Publié le jeudi 15 juin 2023 , mis à jour le jeudi 15 juin 2023

Source : Défenseur des droits

Résumé :

« Le Défenseur des droits a été saisi des défaillances de l’aide sociale à l’enfance à l’égard d’un mineur ressortissant étranger, qui lui était confié par décision de justice, et dont le père était incarcéré.
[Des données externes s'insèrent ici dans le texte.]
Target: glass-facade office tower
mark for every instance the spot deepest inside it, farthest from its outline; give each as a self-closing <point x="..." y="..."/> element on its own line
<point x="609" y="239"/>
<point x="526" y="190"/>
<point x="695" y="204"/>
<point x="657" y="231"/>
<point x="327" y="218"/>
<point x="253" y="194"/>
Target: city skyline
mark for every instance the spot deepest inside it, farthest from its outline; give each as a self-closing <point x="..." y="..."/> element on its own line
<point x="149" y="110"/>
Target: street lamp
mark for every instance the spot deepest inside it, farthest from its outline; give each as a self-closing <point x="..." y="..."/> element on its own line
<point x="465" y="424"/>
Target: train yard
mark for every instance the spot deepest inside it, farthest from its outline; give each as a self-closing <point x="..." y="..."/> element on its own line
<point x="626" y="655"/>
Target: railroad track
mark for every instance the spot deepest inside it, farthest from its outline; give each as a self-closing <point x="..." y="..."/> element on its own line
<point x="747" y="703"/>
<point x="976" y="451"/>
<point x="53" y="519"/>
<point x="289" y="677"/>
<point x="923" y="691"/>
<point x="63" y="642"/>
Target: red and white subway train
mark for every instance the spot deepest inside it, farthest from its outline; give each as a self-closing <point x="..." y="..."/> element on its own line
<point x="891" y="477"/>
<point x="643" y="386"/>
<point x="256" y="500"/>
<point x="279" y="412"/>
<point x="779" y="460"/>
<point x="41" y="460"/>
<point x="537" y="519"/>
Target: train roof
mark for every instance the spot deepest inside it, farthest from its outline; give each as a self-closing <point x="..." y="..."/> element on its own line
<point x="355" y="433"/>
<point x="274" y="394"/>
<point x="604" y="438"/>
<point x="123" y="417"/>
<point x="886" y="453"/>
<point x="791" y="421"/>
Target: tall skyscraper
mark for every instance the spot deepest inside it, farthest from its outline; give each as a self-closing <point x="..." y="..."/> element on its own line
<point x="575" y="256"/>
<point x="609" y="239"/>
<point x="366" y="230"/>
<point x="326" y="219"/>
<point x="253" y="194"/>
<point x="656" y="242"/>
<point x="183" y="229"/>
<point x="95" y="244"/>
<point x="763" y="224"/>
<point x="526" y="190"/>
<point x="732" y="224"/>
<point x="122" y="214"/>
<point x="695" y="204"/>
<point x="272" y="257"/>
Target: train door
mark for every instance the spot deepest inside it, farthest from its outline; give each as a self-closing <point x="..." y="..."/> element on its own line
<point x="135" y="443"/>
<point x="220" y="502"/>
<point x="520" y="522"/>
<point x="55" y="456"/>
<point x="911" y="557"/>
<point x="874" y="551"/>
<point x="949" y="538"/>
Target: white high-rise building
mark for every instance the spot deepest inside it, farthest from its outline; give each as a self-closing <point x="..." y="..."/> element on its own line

A l’issue de son instruction, la Défenseure des droits a conclu :

- Que le conseil départemental avait manqué à ses obligations légales en n’établissant aucun projet pour l’enfant pendant près de six ans, ni aucun projet d’accès à l’autonomie, et a manqué de diligences et de rigueur dans la tenue du dossier du mineur, portant ainsi atteinte à l’intérêt supérieur de l’enfant qui lui était confié ;
- Que le conseil départemental avait porté atteinte au droit à l’identité du mineur qui lui était confié en raison de l’absence d’anticipation et de planification des démarches de reconstitution de son état civil et de réalisation de ces dernières en temps utiles ;
- Qu’en déléguant les démarches de reconstitution d’état civil à un tiers, personne ressource mais dépourvue de toute autorité parentale sur le mineur, le président du conseil départemental avait manqué à ses obligations découlant du droit à l’identité du mineur et avait porté atteinte à son intérêt supérieur ;
- Que l’absence de diligences des services de l’aide sociale à l’enfance en temps utiles pour accompagner le mineur vers une déclaration de nationalité française a privé le jeune de la possibilité de souscrire une déclaration de nationalité et a par conséquent porté gravement atteinte à l’intérêt supérieur du mineur ;
- Que l’absence d’accompagnement du mineur vers une demande de titre de séjour mention vie privée et familiale, auquel il pouvait prétendre de plein droit, afin de sécuriser son parcours et assurer son maintien sur le territoire français, conformément à son souhait exprimé, a porté gravement atteinte à son intérêt supérieur et entravé son accès au séjour ;
- Qu’en l’absence de démarches en vue de la rentrée de septembre 2015 ayant entraîné la déscolarisation du mineur alors qu’il était âgé de 15 ans, le conseil départemental avait manqué à ses obligations légales et avait porté atteinte à l’intérêt supérieur du mineur et à son droit à l’éducation ;
- Que l’absence d’entretien à 17 ans et l’absence d’élaboration d’un projet d’accès à l’autonomie constituaient un manquement du conseil départemental à ses obligations légales ;
- Que l’absence de prise en compte de la parole de l’enfant exprimant son mal-être à plusieurs reprises, et les conséquences de cette négligence sur son parcours scolaire, avaient porté atteinte à l’intérêt supérieur du mineur et à son droit d’être entendu et de participer à toute décision le concernant.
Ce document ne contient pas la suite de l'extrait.